Primum non nocere

I don’t like paying for health care that does more harm than good. It makes me mad. Yet, as a taxpayer, I’m doing just that. According to reporting by Sandra Boodman, Medicare is reimbursing providers for screenings, among other things, that should not be conducted on older patients.

First, let’s see what the evidence tells us about certain types of screening for older patients:

  • “The USPSTF recommends against routine screening for colorectal cancer in adults age 76 to 85 years. There may be considerations that support colorectal cancer screening in an individual patient. The USPSTF recommends against screening for colorectal cancer in adults older than age 85 years” (US Preventative Services Task Force, October 2008).
  • “The USPSTF recommends against screening for prostate cancer in men age 75 years or older” (US Preventative Services Task Force, August 2008).
  • “The USPSTF recommends against routinely screening women older than age 65 for cervical cancer if they have had adequate recent screening with normal Pap smears and are not otherwise at high risk for cervical cancer” (US Preventative Services Task Force, January 2003).
  • “[T]he probability of overdiagnosis and unnecessary earlier treatment increases dramatically after about age 70 or 75 years [for breast cancer]. Overdiagnosis and unnecessary earlier treatment are important potential harms from screening women in this age group” (US Preventative Services Task Force, December 2009). Note, however, evidence is insufficient to assess the benefits and harms for women after age 75.

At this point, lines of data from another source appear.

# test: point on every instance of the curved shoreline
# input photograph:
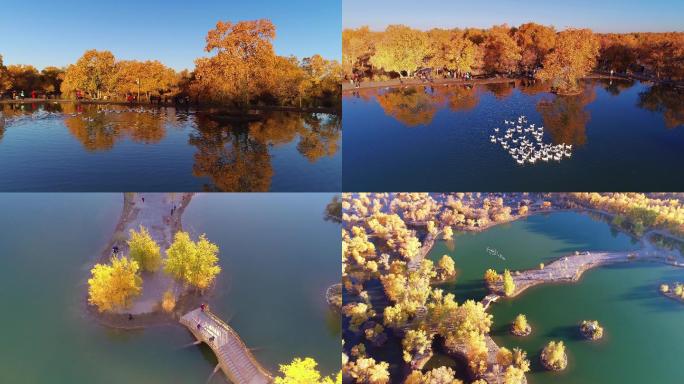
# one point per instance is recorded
(165, 226)
(578, 263)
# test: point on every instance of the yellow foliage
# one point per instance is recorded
(144, 250)
(195, 263)
(113, 286)
(302, 371)
(168, 301)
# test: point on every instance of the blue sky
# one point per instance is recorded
(43, 33)
(599, 15)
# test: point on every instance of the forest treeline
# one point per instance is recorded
(242, 69)
(530, 49)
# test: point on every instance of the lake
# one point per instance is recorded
(104, 148)
(275, 271)
(625, 135)
(643, 328)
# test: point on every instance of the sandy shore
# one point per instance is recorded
(155, 213)
(348, 86)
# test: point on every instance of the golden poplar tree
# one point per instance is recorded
(113, 286)
(144, 250)
(573, 58)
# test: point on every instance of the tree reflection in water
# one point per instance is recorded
(565, 117)
(412, 106)
(98, 130)
(462, 98)
(235, 154)
(615, 87)
(500, 90)
(667, 100)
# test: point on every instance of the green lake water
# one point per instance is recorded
(644, 340)
(49, 242)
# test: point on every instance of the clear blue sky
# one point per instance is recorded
(43, 33)
(599, 15)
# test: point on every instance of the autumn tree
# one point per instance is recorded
(446, 268)
(51, 79)
(24, 77)
(93, 73)
(502, 54)
(368, 371)
(144, 250)
(303, 371)
(357, 48)
(508, 283)
(240, 70)
(535, 42)
(148, 77)
(5, 82)
(400, 49)
(573, 58)
(520, 326)
(194, 263)
(450, 50)
(113, 286)
(415, 343)
(321, 80)
(439, 375)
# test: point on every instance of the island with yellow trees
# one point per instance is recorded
(402, 323)
(152, 272)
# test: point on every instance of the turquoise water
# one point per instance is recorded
(49, 244)
(643, 341)
(523, 244)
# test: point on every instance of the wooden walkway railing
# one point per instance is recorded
(235, 359)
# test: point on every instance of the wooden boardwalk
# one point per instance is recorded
(235, 359)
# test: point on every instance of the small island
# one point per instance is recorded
(520, 326)
(553, 356)
(591, 329)
(399, 292)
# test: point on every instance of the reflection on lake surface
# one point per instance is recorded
(626, 135)
(73, 147)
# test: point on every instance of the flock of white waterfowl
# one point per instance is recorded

In general, many screenings for older patients are not recommended by the USPSTF because those patients are likely to die of causes unrelated to the screening. For example, there’s little point in detecting a cancer in a 95 year old that will take a decade or more to develop. There’s certainly no point in routinely screening many 95 year olds for such cancers. And yet, as Boodman reports, Medicare is paying for many unnecessary tests done on older patients, many with a terminal illness, who are unlikely to benefit from them.

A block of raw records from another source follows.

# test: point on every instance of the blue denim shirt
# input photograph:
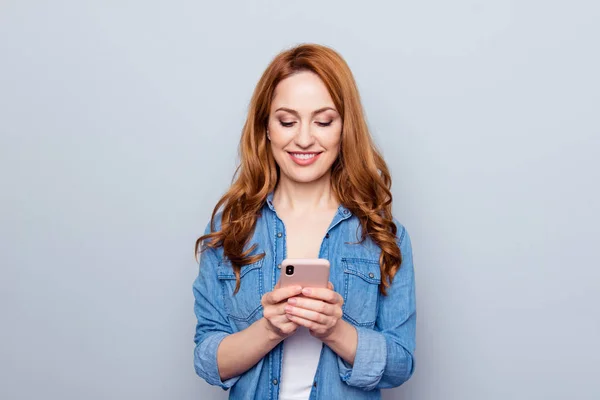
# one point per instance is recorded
(385, 324)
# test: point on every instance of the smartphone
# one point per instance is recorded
(305, 272)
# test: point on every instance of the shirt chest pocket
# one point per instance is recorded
(242, 307)
(361, 291)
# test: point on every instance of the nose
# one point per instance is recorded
(304, 137)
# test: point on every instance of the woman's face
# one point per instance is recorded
(305, 128)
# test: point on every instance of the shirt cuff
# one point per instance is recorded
(369, 361)
(205, 361)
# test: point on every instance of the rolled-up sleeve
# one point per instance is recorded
(384, 355)
(213, 325)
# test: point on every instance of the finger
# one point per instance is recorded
(279, 321)
(274, 309)
(280, 294)
(312, 325)
(324, 294)
(311, 304)
(288, 327)
(308, 314)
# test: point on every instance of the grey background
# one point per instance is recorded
(119, 125)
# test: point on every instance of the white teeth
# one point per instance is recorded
(303, 156)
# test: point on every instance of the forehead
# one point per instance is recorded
(303, 91)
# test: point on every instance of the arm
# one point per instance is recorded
(384, 356)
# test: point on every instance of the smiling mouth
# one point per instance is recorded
(304, 156)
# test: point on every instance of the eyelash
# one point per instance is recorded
(290, 124)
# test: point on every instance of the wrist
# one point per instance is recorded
(272, 337)
(337, 334)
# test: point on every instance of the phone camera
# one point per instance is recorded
(289, 270)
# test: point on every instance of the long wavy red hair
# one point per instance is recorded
(360, 178)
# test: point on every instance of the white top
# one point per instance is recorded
(301, 353)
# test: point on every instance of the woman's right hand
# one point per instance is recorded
(277, 323)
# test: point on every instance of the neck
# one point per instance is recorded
(301, 197)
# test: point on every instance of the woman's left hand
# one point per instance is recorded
(319, 310)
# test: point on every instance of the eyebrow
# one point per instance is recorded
(320, 110)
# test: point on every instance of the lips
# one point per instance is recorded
(304, 158)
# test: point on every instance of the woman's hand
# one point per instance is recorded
(319, 310)
(277, 324)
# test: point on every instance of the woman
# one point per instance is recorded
(310, 185)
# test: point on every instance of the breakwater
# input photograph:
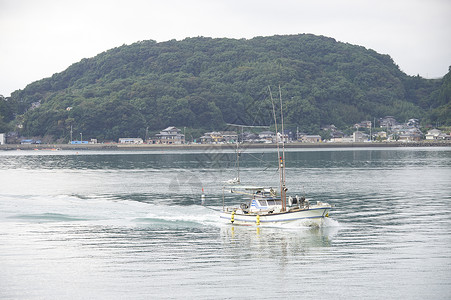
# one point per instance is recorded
(218, 146)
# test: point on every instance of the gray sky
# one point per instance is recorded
(41, 37)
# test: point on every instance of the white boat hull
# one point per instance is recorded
(314, 215)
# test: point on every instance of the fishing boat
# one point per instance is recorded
(266, 206)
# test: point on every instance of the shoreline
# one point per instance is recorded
(11, 147)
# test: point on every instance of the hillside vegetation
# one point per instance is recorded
(204, 83)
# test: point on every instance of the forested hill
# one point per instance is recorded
(205, 83)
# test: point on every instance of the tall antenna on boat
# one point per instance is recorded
(283, 194)
(280, 158)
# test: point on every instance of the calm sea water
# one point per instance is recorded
(130, 225)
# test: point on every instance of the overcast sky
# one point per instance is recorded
(41, 37)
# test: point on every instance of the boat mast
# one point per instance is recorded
(279, 158)
(283, 193)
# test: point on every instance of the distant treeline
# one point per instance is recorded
(204, 83)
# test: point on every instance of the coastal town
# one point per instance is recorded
(388, 130)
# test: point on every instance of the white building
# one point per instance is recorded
(130, 141)
(170, 135)
(359, 137)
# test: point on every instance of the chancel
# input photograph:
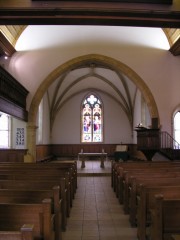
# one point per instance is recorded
(89, 119)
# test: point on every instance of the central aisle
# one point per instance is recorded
(96, 213)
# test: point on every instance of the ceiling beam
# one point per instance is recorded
(5, 46)
(175, 49)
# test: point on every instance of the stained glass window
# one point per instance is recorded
(4, 130)
(177, 127)
(92, 123)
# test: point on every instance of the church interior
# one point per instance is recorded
(89, 93)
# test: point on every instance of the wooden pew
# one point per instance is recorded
(13, 216)
(25, 233)
(133, 165)
(145, 202)
(119, 168)
(36, 196)
(38, 175)
(43, 185)
(134, 191)
(8, 171)
(165, 217)
(126, 176)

Researchers in June reported in the journal Cancer that nearly half of primary-care doctors would advise a woman with terminal lung cancer to get a routine mammogram — even if she was 80 years old. A 2010 study in the Journal of the American Medical Association of more than 87,000 Medicare patients found that a “sizeable proportion” with advanced cancers continued to be screened for other malignancies. Last May, Texas researchers reported in the Archives of Internal Medicine that 46 percent of 24,000 Medicare recipients with a previous normal test underwent a repeat colonoscopy in less than seven years and sometimes as few as three — compared with the 10 years recommended by the task force. In nearly a quarter of cases, the repeat test was performed for no discernible reason. (Medicare is supposed to cover the screening test, which can cost about $2,000, only once a decade if no cancer or polyps have been found, but the program paid for all but 2 percent of the procedures reviewed by the Texas researchers.)

Except, perhaps, by the health care providers that receive payment for such testing, who can possibly consider this good? Why is this not a tremendous waste of money and unnecessarily risky and harmful to patents (psychologically, if not physically)? What ever happened to “first do no harm” (primum non nocere)? Is it still taught in medical schools?

But, here’s the part of Boodman’s piece that really caught my attention. I don’t mean to pick on the physician she quotes, but what he said really makes me mad.

“I think we need to say we can’t do everything for everybody, and it doesn’t make sense,” said Washington radiologist Mark Klein, who recently performed a virtual colonoscopy on a 99-year-old woman. Klein said he considered not doing the procedure but decided to go ahead because he didn’t learn how old the patient was until she was lying on the table, having undergone the prep.

What kind of excuse is that? Did he explain to the patient or her family that a mistake had been made and she didn’t need the test? If he did, he didn’t say so. Did he ask the patient if she wanted the test anyway? If he did, he didn’t say so. Or did he just assume the patient wouldn’t mind the use of her time and a dose of radiation? What additional steps have been added to the “prep” so that someone remembers to check the patient’s age? Did the physician who ordered this test know the patient’s age? If not, why not?

The whole thing stinks. It’s a waste. And what we know is probably the tip of the iceberg. Are you a taxpayer? You’re paying for that iceberg.*

* However, you are not funding Medicare-reimbursed virtual colonoscopies. The program doesn’t pay for them.